Now the reason MacIntyre is interested in these characters don't just exist in fiction, they are essential to certain moral ways of life too.
So it is also with certain kinds of social role specific to certain particular cultures. They furnish recognizable characters and the ability to recognize them is socially crucial because a knowledge of the character provides an interpretation of the actions of those individuals who have assumed the character. It does so precisely because those individuals have used the very same knowledge to guide and to structure their behaviour. Characters specified thus must not be be confused with social roles in general. For they are a very special type of social role which places a certain kind of moral constraint on the personality of those who inhabit them in a way which many other social roles do not. (MacIntyre ibid.)
To get what MacIntyre is getting at here, think of teachers and police officers. These people fall in love and lust just like the rest of us but they can't do so when they are in character. It's not that they will be punished for doing so, though they may well be, but that they will stop seeming credible as police officers or teachers if they do this on the job.

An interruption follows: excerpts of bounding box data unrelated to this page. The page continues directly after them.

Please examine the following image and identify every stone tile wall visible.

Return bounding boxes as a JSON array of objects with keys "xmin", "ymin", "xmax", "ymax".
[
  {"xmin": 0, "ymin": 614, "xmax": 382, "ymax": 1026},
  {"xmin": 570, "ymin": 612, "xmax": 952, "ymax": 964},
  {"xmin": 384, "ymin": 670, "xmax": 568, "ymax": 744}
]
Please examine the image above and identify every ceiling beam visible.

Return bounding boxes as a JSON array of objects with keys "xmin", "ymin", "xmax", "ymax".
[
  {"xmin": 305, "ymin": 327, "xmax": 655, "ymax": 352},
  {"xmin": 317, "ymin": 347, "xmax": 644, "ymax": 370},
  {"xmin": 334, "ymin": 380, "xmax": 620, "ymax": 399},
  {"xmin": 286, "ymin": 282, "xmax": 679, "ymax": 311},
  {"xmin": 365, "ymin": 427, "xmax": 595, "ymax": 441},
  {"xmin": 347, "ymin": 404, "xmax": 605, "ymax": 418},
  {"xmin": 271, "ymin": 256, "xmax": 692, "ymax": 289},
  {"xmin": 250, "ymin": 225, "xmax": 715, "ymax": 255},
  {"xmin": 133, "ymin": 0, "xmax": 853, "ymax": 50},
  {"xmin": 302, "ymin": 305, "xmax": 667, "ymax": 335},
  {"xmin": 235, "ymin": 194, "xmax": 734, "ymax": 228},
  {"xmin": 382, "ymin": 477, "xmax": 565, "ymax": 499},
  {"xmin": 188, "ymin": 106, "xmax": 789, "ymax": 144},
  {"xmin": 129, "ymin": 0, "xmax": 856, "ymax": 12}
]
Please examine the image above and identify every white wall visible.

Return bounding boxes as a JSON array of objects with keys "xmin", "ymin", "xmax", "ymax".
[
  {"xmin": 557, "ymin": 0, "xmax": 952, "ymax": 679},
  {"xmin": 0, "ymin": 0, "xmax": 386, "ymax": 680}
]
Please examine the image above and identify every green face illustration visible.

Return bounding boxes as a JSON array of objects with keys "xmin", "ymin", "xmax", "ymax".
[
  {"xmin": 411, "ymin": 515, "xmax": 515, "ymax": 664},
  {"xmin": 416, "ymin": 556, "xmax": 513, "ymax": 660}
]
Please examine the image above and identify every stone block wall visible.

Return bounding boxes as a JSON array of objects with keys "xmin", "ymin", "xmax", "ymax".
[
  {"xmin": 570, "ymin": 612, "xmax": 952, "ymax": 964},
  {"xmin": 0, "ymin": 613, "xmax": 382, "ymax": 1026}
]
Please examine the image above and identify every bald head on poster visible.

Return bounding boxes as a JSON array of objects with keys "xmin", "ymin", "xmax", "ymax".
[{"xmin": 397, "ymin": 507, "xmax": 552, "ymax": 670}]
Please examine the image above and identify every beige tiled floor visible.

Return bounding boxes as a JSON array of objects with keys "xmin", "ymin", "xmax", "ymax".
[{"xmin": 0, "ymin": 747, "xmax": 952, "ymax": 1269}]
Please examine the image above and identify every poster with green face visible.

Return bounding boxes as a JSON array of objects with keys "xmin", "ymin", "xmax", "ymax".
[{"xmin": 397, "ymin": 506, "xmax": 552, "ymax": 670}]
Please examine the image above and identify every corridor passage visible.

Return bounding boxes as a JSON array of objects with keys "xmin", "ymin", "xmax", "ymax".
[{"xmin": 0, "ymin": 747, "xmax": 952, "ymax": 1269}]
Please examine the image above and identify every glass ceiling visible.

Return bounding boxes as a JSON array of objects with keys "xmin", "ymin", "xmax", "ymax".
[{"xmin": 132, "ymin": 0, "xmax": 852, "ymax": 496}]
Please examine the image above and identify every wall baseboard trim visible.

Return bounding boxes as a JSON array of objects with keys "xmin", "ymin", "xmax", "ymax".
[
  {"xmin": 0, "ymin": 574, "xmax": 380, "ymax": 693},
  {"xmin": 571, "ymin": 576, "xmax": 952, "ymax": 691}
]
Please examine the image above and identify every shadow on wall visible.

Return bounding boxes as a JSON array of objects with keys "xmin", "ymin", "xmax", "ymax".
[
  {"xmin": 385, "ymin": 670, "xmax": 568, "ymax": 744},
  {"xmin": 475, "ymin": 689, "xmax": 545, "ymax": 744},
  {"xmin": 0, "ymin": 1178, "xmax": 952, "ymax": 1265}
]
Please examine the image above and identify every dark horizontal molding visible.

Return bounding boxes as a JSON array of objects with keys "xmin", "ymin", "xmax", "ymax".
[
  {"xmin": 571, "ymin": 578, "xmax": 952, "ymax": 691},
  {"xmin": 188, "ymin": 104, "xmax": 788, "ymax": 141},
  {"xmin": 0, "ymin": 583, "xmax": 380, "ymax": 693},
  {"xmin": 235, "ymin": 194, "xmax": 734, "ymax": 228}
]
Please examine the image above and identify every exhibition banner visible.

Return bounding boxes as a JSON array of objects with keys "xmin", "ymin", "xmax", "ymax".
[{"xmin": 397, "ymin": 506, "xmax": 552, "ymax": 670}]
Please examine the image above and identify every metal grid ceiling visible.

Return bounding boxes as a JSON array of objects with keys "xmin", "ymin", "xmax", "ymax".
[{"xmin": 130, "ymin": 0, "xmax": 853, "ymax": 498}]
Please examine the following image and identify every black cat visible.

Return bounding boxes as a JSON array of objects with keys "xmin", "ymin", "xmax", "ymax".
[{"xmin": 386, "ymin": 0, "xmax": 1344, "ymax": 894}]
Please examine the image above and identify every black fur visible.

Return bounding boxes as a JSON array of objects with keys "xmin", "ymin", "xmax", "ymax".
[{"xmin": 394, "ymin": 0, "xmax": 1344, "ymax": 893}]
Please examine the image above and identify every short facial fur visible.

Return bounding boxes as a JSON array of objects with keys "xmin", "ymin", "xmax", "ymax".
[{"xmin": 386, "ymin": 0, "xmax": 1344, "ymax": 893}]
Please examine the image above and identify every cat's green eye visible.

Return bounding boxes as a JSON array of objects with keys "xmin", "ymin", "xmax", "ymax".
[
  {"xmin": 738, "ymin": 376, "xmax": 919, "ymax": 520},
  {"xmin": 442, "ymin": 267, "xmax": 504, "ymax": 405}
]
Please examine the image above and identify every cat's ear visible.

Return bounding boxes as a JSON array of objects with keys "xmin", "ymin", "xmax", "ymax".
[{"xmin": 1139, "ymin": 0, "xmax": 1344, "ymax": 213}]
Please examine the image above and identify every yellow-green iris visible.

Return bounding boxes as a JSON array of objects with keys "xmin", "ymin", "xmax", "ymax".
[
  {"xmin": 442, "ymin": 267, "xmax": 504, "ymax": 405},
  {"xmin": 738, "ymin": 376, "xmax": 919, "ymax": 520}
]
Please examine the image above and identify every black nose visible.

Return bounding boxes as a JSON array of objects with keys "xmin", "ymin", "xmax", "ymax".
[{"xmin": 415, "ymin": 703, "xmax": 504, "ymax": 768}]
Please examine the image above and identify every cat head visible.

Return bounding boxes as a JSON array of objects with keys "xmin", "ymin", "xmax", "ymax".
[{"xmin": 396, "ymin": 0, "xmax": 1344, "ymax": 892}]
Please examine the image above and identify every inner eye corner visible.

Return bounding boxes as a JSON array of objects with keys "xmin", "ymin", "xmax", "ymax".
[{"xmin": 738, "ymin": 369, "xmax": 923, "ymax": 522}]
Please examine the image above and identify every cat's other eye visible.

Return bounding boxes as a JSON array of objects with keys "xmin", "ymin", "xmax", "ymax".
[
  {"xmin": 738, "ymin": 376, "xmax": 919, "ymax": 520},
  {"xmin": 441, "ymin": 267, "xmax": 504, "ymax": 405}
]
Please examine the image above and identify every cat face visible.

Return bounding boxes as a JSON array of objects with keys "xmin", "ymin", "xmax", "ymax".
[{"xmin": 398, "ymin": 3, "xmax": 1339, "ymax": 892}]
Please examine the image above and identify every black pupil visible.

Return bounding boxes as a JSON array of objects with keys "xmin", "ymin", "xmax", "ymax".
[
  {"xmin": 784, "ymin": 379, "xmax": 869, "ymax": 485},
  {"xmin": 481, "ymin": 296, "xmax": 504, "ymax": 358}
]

There are many good examples of this in the first season. For example, in the episode which Right Guard is introducing aerosol antiperspirant, the junior executives start horsing around in Don's office. He encourages them almost as if he is one of them but he doesn't join in. He can't.

Why not? Because he wants to be like Roger, a point that is emphasized when Roger shows up a few moments later and he and Don go outside to discuss the Nixon campaign with Bert. We can see that the guys in the office continue with their horseplay but these two have to be different because they are under moral constraints that others aren't. Again, it's not the fear of punishment that is the constraint. The junior executives have, if anything, more reason to fear Bert Cooper's wrath than Roger and Don do. No, the difference is that if they join in others will stop seeing them as really being the characters they are. They can't take off their Noh-masks.

Now I could go on and on about this, and I will over the summer, but the important thing to grasp is that Roger Sterling is a sort of replacement father figure for Don. He is a certain kind of father figure that our culture rejects and I'll fill begin to him in a bit on Monday. 

1 comment:

  1. Well Roger is the grown-up, that's what it boils down to, and Don wants to be like him. But Don is also at a stage within the company where it would be unseemly for him to horse around with the junior execs, he wouldn't command the same degree of respect. Its interesting you mention teachers and police officers, that's why schools have (or used to have) "Teachers Rooms" which were off-limits to students. There teachers could take off their shoes, relax between classes or at lunch time, have a cigarette, and not fear any students seeing them. Yes, they played a social role but also a moral role as well, they represented something important and good that they were expected to project at all times in public. Back in the day if one were to run into a teacher shopping or at a restaurant, they still maintained the same decorum they demonstrated in the classroom, it was expected that they do that.

    "Yes, Dick Whitman never seems to succeed fully at being Don Draper but is that because the trick can't be done or is it because the show's creators won't allow it?"

    I don't know the answer to that question. Obviously this is fiction, and the creators have a certain vision of where they want Whitman/Draper to go. But maybe their point of view is something very simple, that at the end of the day what Whitman was trying to acquire outside of himself for so long was in fact within him all along. His core values are his core values, not those of the invented Don Draper.